What I didn’t know then (though later I found out I secretly knew anyway)

And there is a moment
eating bread and butter
on the Mekong River
when I taste the butter.
~ Ellen Bass, “Boat, Vietnam”

You will have to order
a separate filing cabinet for program files.
A filing cabinet does not work like Hermione Granger’s purse.
Sorting files is mostly a joke.
In this well-defined space, the universe is filled with daily chaos
you will come to expect and embrace, if not necessarily love.
At regular intervals you will join in with others
in the general complaints about the perennial scarcity
of resources and the expectation to creatively do more
with less; or about the clumsy/outdated/unbeautiful
webpage templates that do absolutely nothing to represent
the critical and artistic edge, the stunning originality
and vitality of your faculty’s and students’ research interests.
And it will all feel oddly familiar, like call and response in church.
You will develop an extensive email directory tree
with folders sprouting from all its branches.
You will congratulate yourself on achieving some minor success
in this department until the day central
computing services announces that all archived material
prior to a certain date will disappear.
It takes an entire first term (or three years) of service
to decide you will not read work emails on weekends.
You tell yourself you are not an emergency room doctor.
Which for the most part makes for a convincing script.
There is still going to be the occasional temptation to peek.
Which is the moment you know you are doomed.
Mondays will be hell.
They are always hell anyway.
You will learn what it’s like, dealing with hell.
There’s just no way around it but through it.
You also find out you have actually become
passably good at dealing with hell.
Except perhaps for that piece of hell called
faculty course scheduling, when everyone
wants the sweet spot and no one wants to teach
at 8 in the morning or from 7 to 10 at night.
The people on the ninth floor are your friends.
Depending on the time of year, your level of stress,
or the number of your committee assignments,
the people on the ninth floor are not your friends.
The people on the ninth floor are your colleagues.
The people “up the chain” are sometimes referred
to in collective third person.
The people “up the chain” will appear in group emails
and it will perhaps make you feel like you are in a secret club.
There is a handbook.
There is a staff and employee handbook.
There is a student handbook.
(Oh my god is there a student handbook? Did you all forget
to write a student handbook?)
Yes there is a timeline.
There are several timelines, but there is no clock in the lobby
or in the hallways near the elevators which can be counted on
to break down once or twice a month.
There is an orientation.
There are several orientations including this one.
There are helpful orientations and there are
orientations that are meh.
It will become part of your job to help give feedback
so that there are hopefully more of the former than the latter.
There are acronyms. Consensus is a value and not an acronym.
There are acronyms for all our special procedures.
Did you WEAVE yet? Are we getting SACed? Have you
encouraged your students to PFF at least once?
And there are reports. Did someone mention reports?
There are reports submitted after reports.
There are short reports and long reports.

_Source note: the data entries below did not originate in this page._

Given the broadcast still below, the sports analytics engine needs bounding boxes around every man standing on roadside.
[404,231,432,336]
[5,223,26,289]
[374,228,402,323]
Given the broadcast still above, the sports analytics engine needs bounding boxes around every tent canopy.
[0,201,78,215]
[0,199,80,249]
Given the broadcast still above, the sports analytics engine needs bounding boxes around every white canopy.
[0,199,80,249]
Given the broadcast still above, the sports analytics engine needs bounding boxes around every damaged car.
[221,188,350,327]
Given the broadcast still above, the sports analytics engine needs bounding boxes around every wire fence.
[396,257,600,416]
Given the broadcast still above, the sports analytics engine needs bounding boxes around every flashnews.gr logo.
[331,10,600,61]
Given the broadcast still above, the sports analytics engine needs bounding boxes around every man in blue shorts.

There are annual Peterson’s surveys that will require
deployment of basic arithmetic procedures across a small grid.
There are internal and external program reviews
and the first time you hear the Associate Dean refer to these
exercises as self-studies, you look around to check
if there might be a yoga mat or meditation cushion in the room.
But above all things, you are here for your students.

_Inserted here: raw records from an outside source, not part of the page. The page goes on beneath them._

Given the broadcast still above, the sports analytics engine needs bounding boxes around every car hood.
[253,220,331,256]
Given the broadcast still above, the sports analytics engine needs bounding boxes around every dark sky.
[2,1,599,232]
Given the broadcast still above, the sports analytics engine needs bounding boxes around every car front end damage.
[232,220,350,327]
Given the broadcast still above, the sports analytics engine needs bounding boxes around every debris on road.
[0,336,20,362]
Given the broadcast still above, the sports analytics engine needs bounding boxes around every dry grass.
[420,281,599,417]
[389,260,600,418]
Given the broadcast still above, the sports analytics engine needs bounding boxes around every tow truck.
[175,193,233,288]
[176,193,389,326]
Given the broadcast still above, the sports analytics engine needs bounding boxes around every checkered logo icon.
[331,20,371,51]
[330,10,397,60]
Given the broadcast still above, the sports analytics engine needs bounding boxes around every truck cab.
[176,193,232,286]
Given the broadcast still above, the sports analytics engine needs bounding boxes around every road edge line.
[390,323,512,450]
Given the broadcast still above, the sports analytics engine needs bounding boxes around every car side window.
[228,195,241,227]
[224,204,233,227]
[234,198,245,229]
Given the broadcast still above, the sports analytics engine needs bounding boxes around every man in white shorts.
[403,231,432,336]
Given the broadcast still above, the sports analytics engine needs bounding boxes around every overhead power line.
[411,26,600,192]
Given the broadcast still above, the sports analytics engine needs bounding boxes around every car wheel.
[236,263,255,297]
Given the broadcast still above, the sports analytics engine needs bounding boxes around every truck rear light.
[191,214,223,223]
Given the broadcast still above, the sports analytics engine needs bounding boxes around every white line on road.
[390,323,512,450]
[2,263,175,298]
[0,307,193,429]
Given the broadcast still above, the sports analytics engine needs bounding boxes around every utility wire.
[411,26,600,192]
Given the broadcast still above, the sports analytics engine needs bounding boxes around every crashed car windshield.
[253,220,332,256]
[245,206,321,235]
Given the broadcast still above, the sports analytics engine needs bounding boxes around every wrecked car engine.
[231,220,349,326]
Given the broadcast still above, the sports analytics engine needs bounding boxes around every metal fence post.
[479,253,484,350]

You know they are so talented and that they do so much.
You would unreservedly sing their praises
except perhaps when they drag their heels completing and submitting forms
or registering for the required 9 credit hours per semester on time,
which generates a memo from the office of the Associate Dean. Or when,
despite advising on prerequisites, they take the dubious road
less traveled by, which gets them in one kind of administrative
conflict or another. They are fine for the most part
except perhaps for that one time they barge into your office
in a meltdown, weeping and screaming, demanding
the assistantship they deserve after coming into the program
despite not having been awarded funding; and you wait patiently
and calm them down, offer a tissue, and print a link through which
possible work opportunities on campus might be explored.
To reiterate: you are here for your students.

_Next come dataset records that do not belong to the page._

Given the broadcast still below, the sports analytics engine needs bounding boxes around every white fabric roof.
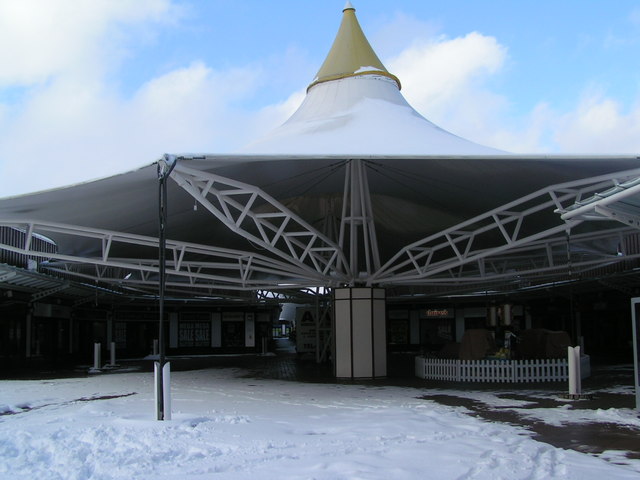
[1,4,640,297]
[2,153,639,260]
[241,75,502,156]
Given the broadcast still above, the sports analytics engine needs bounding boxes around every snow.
[420,386,640,428]
[511,404,640,428]
[240,75,504,155]
[425,385,640,428]
[354,66,384,74]
[1,367,639,479]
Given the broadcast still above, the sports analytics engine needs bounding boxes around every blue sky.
[1,0,639,196]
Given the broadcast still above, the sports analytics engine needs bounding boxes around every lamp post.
[156,154,177,420]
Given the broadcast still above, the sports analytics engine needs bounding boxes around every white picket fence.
[415,356,590,383]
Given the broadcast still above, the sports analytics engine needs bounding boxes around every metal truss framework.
[3,161,640,300]
[560,174,640,228]
[370,167,640,287]
[171,162,350,283]
[0,220,331,297]
[338,159,381,277]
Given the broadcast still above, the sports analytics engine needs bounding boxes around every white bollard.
[154,362,171,420]
[110,341,116,366]
[574,346,582,394]
[502,304,512,326]
[568,346,576,395]
[163,363,171,420]
[568,346,582,396]
[94,342,101,370]
[488,306,497,327]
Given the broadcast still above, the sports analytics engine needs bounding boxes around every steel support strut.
[156,154,177,420]
[338,159,380,282]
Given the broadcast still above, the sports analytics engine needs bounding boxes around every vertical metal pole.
[349,161,359,277]
[337,159,379,283]
[157,169,166,420]
[156,155,177,421]
[358,160,380,273]
[315,292,320,364]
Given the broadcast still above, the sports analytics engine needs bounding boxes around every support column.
[245,313,255,348]
[333,287,386,378]
[455,308,465,342]
[106,312,113,356]
[25,307,33,358]
[211,313,222,348]
[169,312,178,349]
[69,316,74,355]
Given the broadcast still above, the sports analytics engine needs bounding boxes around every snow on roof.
[240,4,502,156]
[241,74,503,155]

And it gives you great joy to announce their triumphs
and successes in Tweet-worthy and Facebookable moments—
Because you know that social networking is now a vital aspect
of program life and administration directly connected
to program marketing and promotion, especially if you do not have
the big budget bucks to buy full page color ads even once a year
in your discipline’s hallmark publications. It is wonderful
to follow the careers of alumni who have gone on to earn
doctoral degrees, published books, won important fellowships
and book prizes, and landed on the New York Times’
bestseller lists. It is wonderful to see that the glow
radiating from Commencement group selfies is not merely
the effect of Instagram filters, but from that real,
old-fashioned pride in one’s accomplishments.